# LGB Mogul Repaint



## Randy Stone (Jan 2, 2008)

Happy Spring Everyone

I'm thinking of purchasing an LGB Mogul and want to paint it all black. So, my question is, how hard it this loco to disassemble? Do the silver or gold bands around the boiler come off? 

The Colorado and Southern looks to have a grayish colored boiler, is this true?

What is the best thing to remove the numbers and lettering on these LGB Moguls?

I used brake fluid on my LGB 2-4-0.

Thanks for the help

Randy


----------



## East Broad Top (Dec 29, 2007)

The mogul does come apart fairly easily. A few screws here and there, and voila! The bands are brass, and fold over into the boiler at the bottom, so they can be removed for painting. (If you're doing an all-black locomotive, most often the bands would have been painted as well, not left polished. That's kind of a touristy thing; a throwback to when neither the jacket nor the bands were painted.) 

The boiler on the C&S mogul is a very dark grey, as is the cab and tender. For whatever reason, LGB saw fit to use dark grey instead of a good old fashioned basic black. Drives me nutso when people do that, but what can you do, eh? 

Not sure about removing the lettering, but since you're repainting anyway, if the brake fluid or other usual suspects don't work, some fine steel wool will knock it down in short order, then just repaint and be happy. 

Later, 

K


----------



## chuck n (Jan 2, 2008)

Randy:

I have used brake fluid to remove lettering on LGB moguls. It worked very well.

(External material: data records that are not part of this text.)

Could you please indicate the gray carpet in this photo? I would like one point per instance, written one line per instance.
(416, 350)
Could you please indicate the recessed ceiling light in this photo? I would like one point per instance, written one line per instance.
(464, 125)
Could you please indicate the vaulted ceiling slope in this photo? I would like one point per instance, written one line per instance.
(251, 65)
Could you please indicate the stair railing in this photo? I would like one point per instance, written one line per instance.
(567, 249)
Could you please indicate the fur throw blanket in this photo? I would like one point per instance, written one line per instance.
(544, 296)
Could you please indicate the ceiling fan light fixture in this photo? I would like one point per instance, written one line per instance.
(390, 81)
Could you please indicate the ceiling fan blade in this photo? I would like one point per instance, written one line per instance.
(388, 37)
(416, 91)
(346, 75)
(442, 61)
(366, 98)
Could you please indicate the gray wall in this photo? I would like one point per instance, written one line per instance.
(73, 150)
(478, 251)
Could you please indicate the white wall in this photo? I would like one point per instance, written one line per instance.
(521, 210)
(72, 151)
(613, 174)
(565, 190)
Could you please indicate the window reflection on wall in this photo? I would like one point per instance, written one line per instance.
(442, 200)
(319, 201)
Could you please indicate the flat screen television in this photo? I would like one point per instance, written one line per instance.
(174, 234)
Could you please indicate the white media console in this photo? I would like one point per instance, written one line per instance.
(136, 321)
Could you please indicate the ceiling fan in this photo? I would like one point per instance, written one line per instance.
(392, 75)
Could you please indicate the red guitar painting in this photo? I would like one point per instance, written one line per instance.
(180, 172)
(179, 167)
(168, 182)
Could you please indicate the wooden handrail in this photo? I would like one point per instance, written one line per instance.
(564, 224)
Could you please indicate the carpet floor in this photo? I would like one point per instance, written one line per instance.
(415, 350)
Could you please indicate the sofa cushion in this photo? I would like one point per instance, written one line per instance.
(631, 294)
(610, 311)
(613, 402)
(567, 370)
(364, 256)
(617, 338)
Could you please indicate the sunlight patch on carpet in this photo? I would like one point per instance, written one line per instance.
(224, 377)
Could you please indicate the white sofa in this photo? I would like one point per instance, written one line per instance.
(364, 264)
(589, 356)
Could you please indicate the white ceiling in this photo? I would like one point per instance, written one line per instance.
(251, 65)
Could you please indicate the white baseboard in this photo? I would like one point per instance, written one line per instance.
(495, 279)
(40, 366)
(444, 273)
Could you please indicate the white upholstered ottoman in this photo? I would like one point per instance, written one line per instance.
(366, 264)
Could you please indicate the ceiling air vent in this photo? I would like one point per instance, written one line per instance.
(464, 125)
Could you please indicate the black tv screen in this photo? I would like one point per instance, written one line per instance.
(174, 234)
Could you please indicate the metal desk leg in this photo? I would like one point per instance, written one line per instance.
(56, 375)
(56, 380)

As I recall there is a long screw holding the pilot truck and a couple of screws in the back under the cab that have to be removed. I don't think that there are any others. You will have to unplug the three wires into the top of the motor block to completely remove the boiler from the motor.

Chuck N


----------



## chuck n (Jan 2, 2008)

Randy:

It looks as if there are 5 screws holding the boiler cab assembly to the motor block. There are 4 under the cab. As I recall two of the cab screws are shorter than the other two. Make sure to put the shorter ones back where they came from.

Chuck


----------